Netflix announced late Tuesday that it will postpone the 77-year-old comedian’s stand-up comedy special that was due to be released on Thanksgiving Day, the Associated Press reports.
Although the video-streaming site didn’t offer specifics about why the debut of Bill Cosby: 77 was put off, the company’s statement came shortly after an Entertainment Tonight interview with Janice Dickinson, in which the model and TV host accused Cosby of sexually assaulting her in 1982 after a dinner meeting in California.
Dickinson told Entertainment Tonight that she wrote about the assault in her 2002 autobiography No Lifeguard on Duty: The Accidental Life of the World’s First Supermodel, but said that Cosby and his lawyers pressured her and the publisher to take out the details.
She is only the latest to add her voice to the increasing number of accusations against Cosby.
According to AP, Cosby’s publicist David Brokaw wrote in an email that his client agreed with Netflix’s actions, but did not comment further or offer any insight as to Dickinson’s allegations.

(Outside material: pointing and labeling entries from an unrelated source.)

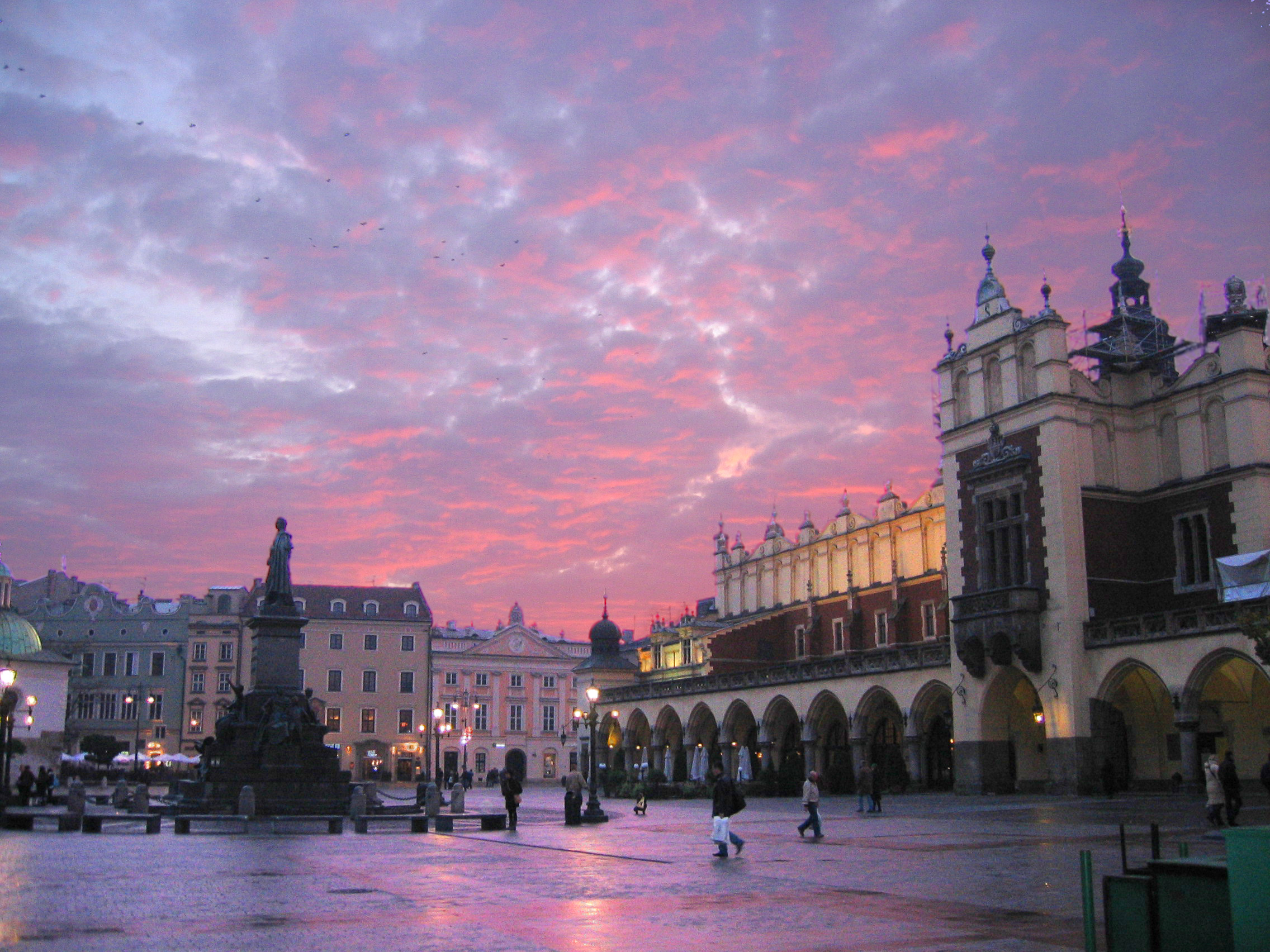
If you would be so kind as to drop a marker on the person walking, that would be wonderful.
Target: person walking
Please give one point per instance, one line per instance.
(875, 789)
(26, 781)
(723, 808)
(812, 804)
(864, 789)
(1230, 776)
(512, 791)
(1213, 789)
(573, 786)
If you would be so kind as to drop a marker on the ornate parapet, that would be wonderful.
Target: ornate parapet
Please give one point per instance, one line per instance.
(855, 664)
(1000, 625)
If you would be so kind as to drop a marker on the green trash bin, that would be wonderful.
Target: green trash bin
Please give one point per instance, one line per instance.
(1248, 857)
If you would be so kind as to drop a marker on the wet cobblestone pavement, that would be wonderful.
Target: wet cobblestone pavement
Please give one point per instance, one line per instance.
(932, 872)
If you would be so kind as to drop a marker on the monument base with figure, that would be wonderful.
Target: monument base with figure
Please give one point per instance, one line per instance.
(269, 739)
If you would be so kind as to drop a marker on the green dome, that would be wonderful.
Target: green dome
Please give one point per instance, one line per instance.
(17, 635)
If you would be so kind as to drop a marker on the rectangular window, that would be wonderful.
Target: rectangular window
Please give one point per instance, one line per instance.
(1004, 540)
(880, 627)
(1194, 561)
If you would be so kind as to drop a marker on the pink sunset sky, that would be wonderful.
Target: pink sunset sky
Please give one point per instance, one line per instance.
(515, 300)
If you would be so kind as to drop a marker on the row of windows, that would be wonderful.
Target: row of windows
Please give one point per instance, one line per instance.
(198, 682)
(370, 682)
(338, 606)
(113, 706)
(516, 719)
(370, 642)
(198, 651)
(126, 664)
(516, 680)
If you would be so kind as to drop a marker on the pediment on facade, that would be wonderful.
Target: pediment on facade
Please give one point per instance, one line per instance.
(519, 641)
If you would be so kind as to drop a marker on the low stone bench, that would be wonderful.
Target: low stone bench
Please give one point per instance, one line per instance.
(488, 822)
(418, 822)
(245, 824)
(67, 823)
(93, 823)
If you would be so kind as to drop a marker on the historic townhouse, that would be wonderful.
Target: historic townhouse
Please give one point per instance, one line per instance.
(507, 698)
(365, 655)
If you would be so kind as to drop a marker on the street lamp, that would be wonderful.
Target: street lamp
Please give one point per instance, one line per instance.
(594, 813)
(8, 703)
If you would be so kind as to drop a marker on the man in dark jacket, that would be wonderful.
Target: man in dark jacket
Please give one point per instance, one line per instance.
(724, 805)
(1230, 777)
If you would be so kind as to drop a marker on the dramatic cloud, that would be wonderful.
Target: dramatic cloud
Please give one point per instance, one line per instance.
(515, 299)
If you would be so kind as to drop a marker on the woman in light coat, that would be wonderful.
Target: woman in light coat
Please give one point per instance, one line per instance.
(1213, 787)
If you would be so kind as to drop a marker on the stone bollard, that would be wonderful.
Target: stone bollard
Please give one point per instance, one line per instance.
(357, 804)
(432, 801)
(247, 801)
(77, 799)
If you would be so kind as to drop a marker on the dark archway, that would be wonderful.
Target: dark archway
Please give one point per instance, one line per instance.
(516, 763)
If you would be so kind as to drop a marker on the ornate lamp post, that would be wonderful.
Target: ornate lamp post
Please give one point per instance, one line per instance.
(594, 813)
(8, 705)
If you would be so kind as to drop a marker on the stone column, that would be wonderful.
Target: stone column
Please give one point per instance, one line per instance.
(913, 761)
(1188, 733)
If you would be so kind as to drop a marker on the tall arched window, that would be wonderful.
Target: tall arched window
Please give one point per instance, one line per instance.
(1215, 435)
(992, 385)
(1170, 459)
(1026, 362)
(1104, 464)
(962, 399)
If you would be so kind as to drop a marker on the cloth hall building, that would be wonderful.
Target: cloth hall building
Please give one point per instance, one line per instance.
(1052, 604)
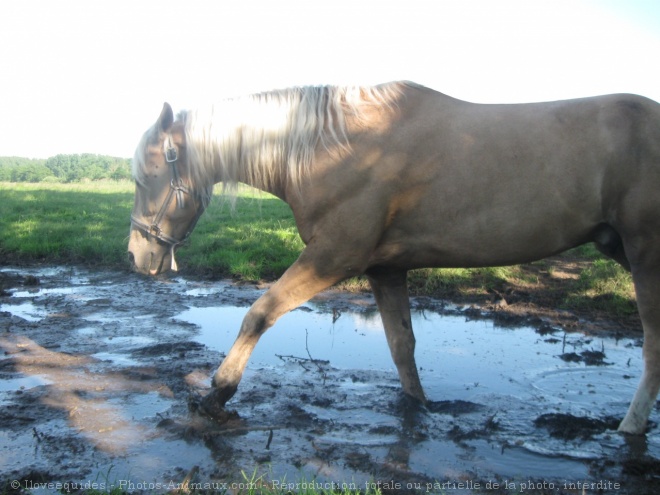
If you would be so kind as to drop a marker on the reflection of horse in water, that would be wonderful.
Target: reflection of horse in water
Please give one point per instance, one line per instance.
(386, 179)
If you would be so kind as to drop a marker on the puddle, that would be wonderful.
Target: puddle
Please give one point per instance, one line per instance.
(103, 369)
(21, 383)
(26, 310)
(457, 358)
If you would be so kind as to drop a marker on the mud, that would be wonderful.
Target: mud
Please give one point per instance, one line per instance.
(100, 374)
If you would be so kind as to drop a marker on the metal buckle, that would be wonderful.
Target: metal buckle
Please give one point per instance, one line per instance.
(171, 154)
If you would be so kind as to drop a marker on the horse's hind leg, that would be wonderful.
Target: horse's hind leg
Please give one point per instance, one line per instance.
(391, 293)
(646, 276)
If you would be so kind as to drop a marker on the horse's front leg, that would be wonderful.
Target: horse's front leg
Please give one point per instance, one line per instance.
(304, 279)
(391, 292)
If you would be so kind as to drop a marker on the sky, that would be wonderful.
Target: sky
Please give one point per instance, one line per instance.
(80, 76)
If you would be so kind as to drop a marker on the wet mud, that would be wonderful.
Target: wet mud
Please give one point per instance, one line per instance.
(101, 374)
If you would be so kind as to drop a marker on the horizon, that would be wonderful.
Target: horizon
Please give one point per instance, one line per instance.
(91, 77)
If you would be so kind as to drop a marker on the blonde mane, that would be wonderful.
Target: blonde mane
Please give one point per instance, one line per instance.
(260, 139)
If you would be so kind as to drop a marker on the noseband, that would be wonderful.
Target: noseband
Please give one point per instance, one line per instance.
(177, 189)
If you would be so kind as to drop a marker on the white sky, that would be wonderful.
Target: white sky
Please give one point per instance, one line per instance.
(81, 76)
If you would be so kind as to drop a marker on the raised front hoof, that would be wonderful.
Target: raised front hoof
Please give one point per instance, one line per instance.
(213, 406)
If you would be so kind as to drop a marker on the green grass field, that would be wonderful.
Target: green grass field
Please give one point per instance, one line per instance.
(88, 223)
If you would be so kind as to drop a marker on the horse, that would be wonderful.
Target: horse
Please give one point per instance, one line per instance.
(389, 178)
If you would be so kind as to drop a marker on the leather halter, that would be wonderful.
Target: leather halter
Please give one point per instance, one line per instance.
(177, 189)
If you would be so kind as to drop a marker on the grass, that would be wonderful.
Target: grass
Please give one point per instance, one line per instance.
(88, 223)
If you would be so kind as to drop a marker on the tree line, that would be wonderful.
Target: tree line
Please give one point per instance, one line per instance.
(64, 168)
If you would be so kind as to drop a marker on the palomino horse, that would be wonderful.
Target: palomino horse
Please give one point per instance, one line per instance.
(386, 179)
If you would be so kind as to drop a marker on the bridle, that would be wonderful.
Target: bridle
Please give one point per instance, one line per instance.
(177, 190)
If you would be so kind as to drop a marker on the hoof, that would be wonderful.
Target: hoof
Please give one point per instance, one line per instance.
(213, 406)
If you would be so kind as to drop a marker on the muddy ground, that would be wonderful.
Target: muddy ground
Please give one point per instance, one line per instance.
(100, 374)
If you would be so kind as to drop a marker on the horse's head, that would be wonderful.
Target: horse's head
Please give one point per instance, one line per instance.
(166, 203)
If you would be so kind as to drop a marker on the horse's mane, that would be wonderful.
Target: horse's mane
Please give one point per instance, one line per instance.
(260, 138)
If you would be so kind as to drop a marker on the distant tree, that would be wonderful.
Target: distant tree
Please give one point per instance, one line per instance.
(65, 168)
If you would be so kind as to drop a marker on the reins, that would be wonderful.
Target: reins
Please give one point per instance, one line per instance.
(177, 190)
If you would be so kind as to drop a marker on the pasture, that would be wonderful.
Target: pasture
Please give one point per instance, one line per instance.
(494, 346)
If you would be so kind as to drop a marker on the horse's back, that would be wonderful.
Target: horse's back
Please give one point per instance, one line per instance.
(468, 184)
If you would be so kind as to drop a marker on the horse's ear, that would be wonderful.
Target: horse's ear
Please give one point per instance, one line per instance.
(166, 118)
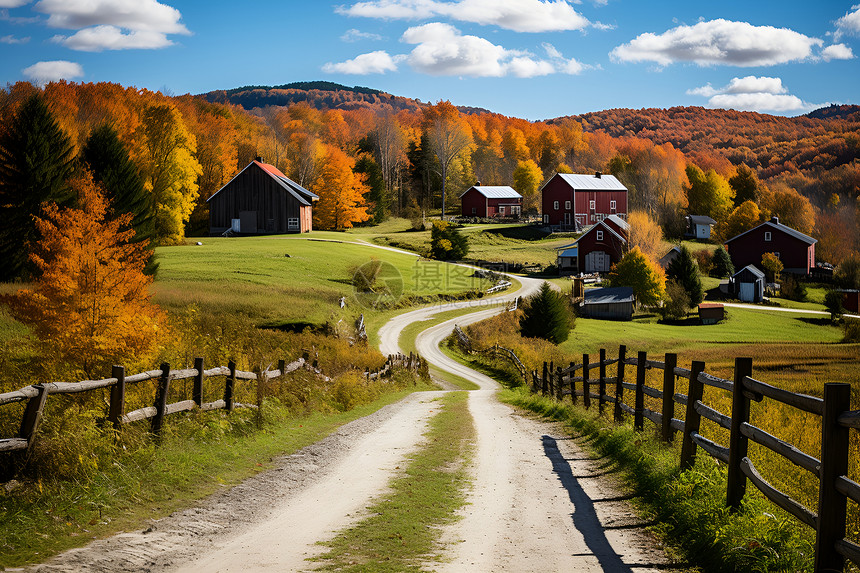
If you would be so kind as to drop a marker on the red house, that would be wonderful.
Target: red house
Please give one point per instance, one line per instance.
(793, 248)
(488, 201)
(597, 249)
(577, 201)
(261, 200)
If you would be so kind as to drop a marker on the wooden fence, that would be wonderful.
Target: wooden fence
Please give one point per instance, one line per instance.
(835, 488)
(37, 394)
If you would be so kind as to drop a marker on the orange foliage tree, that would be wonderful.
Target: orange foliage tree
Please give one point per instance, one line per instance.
(91, 302)
(341, 192)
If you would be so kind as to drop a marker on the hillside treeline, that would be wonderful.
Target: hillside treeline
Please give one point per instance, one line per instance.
(376, 160)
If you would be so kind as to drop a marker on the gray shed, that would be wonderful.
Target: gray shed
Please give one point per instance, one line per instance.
(613, 303)
(748, 284)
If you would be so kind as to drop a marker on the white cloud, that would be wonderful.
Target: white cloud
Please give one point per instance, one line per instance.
(517, 15)
(441, 50)
(354, 35)
(113, 24)
(10, 39)
(719, 42)
(849, 23)
(44, 72)
(761, 94)
(837, 52)
(377, 62)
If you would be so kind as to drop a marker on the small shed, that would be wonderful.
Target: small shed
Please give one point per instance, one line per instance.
(748, 284)
(711, 312)
(699, 227)
(611, 303)
(489, 201)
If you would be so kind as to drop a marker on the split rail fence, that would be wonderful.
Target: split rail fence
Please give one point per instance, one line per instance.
(36, 395)
(835, 488)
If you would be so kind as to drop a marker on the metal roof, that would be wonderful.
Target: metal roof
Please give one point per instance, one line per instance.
(592, 182)
(775, 224)
(495, 191)
(608, 295)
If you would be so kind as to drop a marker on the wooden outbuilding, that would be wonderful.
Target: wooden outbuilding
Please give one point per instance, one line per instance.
(748, 284)
(490, 201)
(260, 200)
(794, 249)
(575, 201)
(611, 303)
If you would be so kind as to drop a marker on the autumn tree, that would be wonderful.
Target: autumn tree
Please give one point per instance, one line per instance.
(90, 303)
(448, 135)
(341, 192)
(708, 193)
(112, 168)
(685, 272)
(170, 170)
(636, 271)
(36, 161)
(546, 315)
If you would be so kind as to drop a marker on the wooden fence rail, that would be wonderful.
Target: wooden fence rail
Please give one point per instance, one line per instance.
(36, 395)
(835, 487)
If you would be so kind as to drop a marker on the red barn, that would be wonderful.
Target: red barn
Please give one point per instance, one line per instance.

Netflix, for its part, did not release a new debut date for the comedy special.
So far, Cosby has not directly addressed the accusations, and he refused to answer questions in an NPR interview that aired Saturday. His lawyer released a statement on Sunday blasting the “decade-old discredited allegations” against his client.
Neither Cosby nor his attorney has made any additional comment this week, even as more allegations have surfaced.